Pointer to ippsMalloc_64f: 0x00007ffb2d731036
Entry point from MCJIT: 0x00000260ecd70000
00000260ECD70000 mov eax,1118h
00000260ECD70005 call 00000260982A1730
00000260ECD7000A sub rsp,rax
00000260ECD7000D mov ecx,4E20h //20,000
00000260ECD70012 call 00000260ECD775A3
00000260ECD70017 mov edx,4E20h //20,000
00000260ECD7001C xor ecx,ecx
00000260ECD7001E mov r8d,ecx
00000260ECD70021 add r8,8
00000260ECD70025 imul r8,r8,2710h // 10,000
00000260ECD7002C mov r9,rax
00000260ECD7002F add r9,r8
00000260ECD70032 mov rcx,rax
00000260ECD70035 mov qword ptr [rsp+1110h],rax
00000260ECD7003D mov qword ptr [rsp+1108h],r9
00000260ECD70045 call 00000260ECD775A9
I also tested simpler code that doesn't dynamically allocate memory, but once it is long enough we crash.
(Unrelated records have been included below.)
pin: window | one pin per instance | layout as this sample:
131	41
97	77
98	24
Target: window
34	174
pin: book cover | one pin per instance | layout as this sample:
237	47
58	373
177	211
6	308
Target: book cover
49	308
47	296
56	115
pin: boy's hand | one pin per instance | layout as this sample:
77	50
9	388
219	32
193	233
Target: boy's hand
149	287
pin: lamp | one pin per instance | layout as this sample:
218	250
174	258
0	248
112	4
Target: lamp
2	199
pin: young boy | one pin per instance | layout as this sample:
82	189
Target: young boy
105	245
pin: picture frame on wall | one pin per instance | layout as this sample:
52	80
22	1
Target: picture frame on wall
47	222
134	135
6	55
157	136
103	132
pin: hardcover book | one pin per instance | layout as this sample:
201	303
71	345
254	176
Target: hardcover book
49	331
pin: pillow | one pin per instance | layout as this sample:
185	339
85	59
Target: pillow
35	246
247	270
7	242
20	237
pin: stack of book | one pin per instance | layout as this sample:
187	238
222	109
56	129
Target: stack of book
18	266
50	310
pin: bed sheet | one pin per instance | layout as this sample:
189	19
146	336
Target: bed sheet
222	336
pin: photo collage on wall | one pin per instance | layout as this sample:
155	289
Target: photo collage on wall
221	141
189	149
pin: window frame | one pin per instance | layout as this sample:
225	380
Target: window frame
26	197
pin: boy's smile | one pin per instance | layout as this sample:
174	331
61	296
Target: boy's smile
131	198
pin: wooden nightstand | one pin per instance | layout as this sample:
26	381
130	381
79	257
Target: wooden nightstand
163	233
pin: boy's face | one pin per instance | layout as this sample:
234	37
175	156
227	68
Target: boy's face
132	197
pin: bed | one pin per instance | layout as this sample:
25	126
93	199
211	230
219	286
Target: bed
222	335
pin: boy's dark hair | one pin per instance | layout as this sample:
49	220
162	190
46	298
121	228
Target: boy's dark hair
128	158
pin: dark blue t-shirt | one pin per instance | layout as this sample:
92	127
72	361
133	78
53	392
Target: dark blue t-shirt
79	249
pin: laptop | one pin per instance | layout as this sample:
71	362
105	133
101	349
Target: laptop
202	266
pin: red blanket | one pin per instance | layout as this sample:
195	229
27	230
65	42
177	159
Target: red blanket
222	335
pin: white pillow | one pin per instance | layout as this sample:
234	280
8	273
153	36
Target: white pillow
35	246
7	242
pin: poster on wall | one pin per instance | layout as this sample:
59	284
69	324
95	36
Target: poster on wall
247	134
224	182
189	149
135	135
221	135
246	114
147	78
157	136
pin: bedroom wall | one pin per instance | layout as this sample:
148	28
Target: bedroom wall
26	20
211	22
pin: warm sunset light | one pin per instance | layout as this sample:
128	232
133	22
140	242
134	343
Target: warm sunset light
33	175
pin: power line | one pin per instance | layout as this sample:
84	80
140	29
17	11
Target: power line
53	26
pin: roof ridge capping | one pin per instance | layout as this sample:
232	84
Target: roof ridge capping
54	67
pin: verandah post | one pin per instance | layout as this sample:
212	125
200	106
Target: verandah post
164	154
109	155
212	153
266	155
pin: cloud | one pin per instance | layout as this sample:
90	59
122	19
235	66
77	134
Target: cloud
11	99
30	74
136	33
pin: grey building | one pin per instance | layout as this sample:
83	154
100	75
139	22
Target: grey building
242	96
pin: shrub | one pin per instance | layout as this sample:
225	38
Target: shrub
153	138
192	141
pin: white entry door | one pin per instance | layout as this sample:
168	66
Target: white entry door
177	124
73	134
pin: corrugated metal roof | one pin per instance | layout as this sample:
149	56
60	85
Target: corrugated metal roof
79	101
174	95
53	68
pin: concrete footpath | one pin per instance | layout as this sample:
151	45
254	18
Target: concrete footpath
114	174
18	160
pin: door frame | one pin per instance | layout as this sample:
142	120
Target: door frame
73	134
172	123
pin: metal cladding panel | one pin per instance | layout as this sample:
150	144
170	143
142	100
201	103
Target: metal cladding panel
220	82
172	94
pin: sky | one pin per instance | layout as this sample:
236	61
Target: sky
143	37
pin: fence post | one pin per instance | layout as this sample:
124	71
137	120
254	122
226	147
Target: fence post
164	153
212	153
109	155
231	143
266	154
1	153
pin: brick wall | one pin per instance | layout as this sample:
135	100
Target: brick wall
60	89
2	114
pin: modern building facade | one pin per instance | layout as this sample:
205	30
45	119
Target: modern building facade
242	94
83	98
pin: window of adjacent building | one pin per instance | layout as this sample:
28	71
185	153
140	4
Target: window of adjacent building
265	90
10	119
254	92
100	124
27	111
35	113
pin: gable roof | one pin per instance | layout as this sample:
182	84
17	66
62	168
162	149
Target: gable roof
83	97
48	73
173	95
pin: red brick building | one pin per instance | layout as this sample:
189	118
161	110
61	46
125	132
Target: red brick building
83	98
So I think it's a more general issue.
I solved it by updating libLLVM to 6.0.1. (As a side effect the ELF target is also not needed anymore.) Even libLLVM 11.0.0 seems to work together with LLVMSharp 5.0.0.
Is this officially supported or might these combinations lead to unexpected errors?